Friday, 6 March 2009

Useless Penguins

I raved a few days ago about Doris Kearns Goodwin's Team of Rivals. Don't buy it. It's brilliant, revelatory even, but when you get to page 460 of the Penguin edition, you get a terrific sense of déjà vu. Instead of the run-up to the Emancipation proclamation, we get pages 413-460 all over again. After that, it's essentially 'once out of the escape-proof hole'. Aaaagggghhhhh

Wednesday, 4 March 2009

Yet more books

I'm feeling seriously rough today - swimming didn't help - and I've got a big pile of marking to do. Or rather, I should have, but 18 essays are mysteriously missing in the bureaucracy. Brilliant.

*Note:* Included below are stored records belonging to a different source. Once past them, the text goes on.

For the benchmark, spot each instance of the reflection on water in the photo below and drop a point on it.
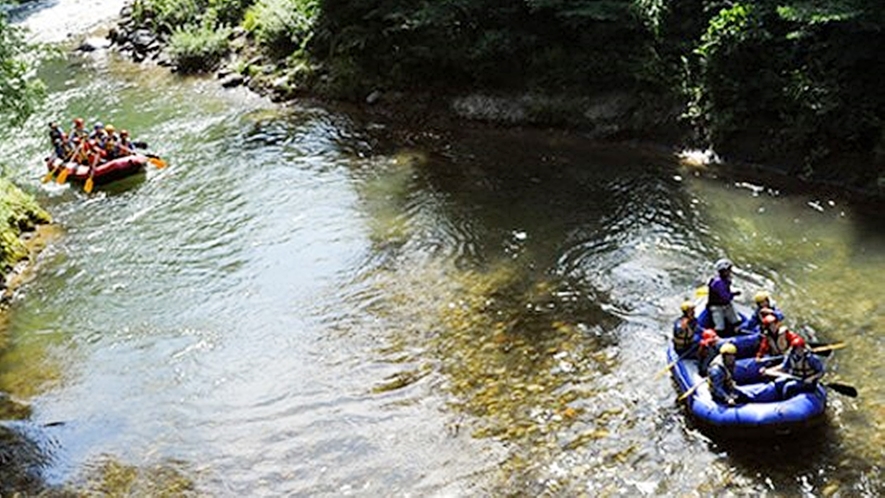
(311, 302)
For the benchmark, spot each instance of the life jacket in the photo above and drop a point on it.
(801, 367)
(728, 378)
(77, 134)
(683, 333)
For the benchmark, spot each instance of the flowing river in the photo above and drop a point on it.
(309, 301)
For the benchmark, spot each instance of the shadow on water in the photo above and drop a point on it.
(21, 461)
(814, 460)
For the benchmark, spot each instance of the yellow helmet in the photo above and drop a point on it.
(761, 296)
(728, 348)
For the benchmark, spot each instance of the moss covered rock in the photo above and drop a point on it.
(19, 213)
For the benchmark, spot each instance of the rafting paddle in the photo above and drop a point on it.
(677, 360)
(52, 171)
(156, 161)
(691, 390)
(88, 186)
(844, 389)
(63, 176)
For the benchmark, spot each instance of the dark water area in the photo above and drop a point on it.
(313, 301)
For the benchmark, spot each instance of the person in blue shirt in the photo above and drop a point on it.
(800, 371)
(721, 377)
(720, 299)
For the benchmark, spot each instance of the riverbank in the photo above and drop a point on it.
(25, 228)
(614, 114)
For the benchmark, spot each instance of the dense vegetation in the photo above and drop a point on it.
(793, 82)
(19, 92)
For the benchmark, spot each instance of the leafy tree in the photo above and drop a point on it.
(19, 91)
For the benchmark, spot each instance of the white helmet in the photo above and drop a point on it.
(723, 264)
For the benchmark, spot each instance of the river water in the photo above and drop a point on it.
(309, 301)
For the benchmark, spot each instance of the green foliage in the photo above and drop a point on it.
(18, 211)
(168, 15)
(20, 92)
(198, 48)
(282, 26)
(229, 12)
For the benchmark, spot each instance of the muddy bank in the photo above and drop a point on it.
(24, 226)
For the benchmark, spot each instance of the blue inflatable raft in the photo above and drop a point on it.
(766, 415)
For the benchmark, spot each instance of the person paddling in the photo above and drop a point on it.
(684, 329)
(721, 297)
(708, 347)
(721, 378)
(802, 368)
(764, 307)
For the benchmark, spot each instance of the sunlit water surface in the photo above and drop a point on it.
(308, 301)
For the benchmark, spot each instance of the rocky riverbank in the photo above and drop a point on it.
(614, 115)
(24, 227)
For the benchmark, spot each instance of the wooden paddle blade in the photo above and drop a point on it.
(62, 177)
(844, 389)
(824, 349)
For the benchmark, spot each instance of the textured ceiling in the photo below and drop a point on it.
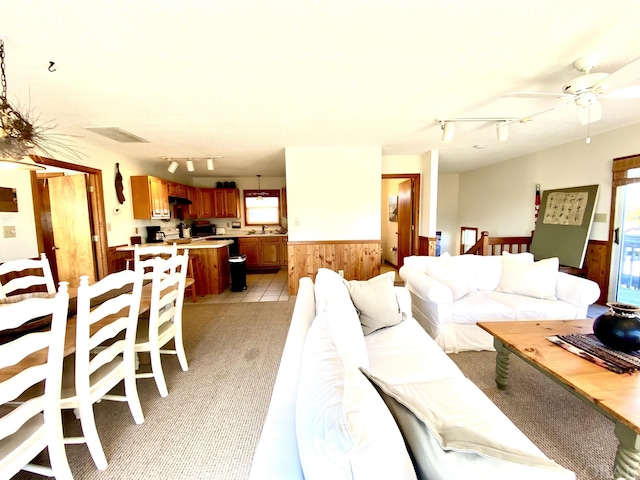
(244, 79)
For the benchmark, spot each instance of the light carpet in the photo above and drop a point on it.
(209, 425)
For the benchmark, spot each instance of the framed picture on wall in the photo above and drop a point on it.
(393, 209)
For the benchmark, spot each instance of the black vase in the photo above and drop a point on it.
(619, 327)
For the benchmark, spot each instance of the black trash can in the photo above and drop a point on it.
(238, 267)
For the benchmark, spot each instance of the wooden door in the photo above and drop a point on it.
(405, 220)
(71, 227)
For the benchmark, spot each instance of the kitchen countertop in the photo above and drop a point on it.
(245, 234)
(203, 242)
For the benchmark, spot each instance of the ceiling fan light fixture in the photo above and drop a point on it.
(502, 130)
(448, 131)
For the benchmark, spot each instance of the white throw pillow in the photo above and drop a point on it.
(376, 302)
(343, 427)
(522, 276)
(332, 296)
(463, 422)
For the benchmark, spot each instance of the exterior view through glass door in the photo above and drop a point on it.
(626, 244)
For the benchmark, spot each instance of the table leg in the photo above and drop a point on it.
(502, 364)
(628, 454)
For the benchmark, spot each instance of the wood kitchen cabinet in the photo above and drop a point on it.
(205, 202)
(177, 189)
(270, 251)
(264, 251)
(149, 197)
(226, 203)
(191, 211)
(249, 246)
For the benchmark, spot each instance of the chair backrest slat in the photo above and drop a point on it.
(30, 278)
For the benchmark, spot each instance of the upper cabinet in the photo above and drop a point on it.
(226, 203)
(149, 197)
(205, 202)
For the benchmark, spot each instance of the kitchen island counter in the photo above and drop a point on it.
(210, 263)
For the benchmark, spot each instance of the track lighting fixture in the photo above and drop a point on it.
(502, 130)
(447, 131)
(190, 162)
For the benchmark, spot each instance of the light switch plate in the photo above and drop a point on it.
(9, 231)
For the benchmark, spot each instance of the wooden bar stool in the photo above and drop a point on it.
(191, 282)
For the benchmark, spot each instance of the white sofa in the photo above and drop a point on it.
(450, 294)
(327, 420)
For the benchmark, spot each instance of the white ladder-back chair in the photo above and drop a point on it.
(144, 253)
(27, 428)
(165, 315)
(103, 358)
(29, 280)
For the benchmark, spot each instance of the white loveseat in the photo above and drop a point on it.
(450, 294)
(327, 420)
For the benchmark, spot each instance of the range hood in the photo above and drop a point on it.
(179, 200)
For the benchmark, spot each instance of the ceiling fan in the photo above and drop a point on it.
(587, 89)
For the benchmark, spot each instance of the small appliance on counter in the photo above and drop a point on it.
(154, 235)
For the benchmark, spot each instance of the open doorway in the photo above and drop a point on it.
(625, 260)
(77, 246)
(400, 213)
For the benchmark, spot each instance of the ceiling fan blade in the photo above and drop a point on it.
(590, 113)
(536, 95)
(620, 78)
(623, 93)
(528, 118)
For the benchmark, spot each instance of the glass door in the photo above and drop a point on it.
(626, 245)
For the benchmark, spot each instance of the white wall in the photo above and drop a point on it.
(447, 213)
(25, 244)
(333, 193)
(500, 198)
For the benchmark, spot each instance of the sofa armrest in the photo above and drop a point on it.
(404, 300)
(427, 288)
(576, 290)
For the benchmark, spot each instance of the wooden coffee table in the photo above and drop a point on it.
(616, 396)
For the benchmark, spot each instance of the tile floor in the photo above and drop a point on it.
(261, 287)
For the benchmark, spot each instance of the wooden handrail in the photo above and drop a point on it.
(496, 245)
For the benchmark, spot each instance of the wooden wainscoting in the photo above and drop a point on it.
(359, 259)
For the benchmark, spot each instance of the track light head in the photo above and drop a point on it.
(447, 131)
(502, 130)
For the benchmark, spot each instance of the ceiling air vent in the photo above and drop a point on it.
(117, 134)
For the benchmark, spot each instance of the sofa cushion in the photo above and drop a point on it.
(375, 300)
(453, 430)
(520, 275)
(455, 278)
(343, 427)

I got another book in the post today - Chrétien de Troyes's Arthurian Romances. Unfortunately, I discover that it's a rather archaic 1914 translation and that I already have this copy. The up side is that the new copy is a rather pretty hardback. I'm also reading Team of Rivals by Doris Stearns Goodwin, who got into trouble for plagiarism in her The Kennedys and the Fitzgeralds a few years back. The new book is astonishing - tracing the parallel careers of Lincoln and the rivals he integrated into his cabinet. It's astonishing partly because Lincoln's rivals (Chase, Bates, Salmon) were brilliant, committed, serious - how times change - and because Lincoln's elevation from desperate squalor to President was aided by luck so many times. According to my copy, Obama used it as a template for his cabinet.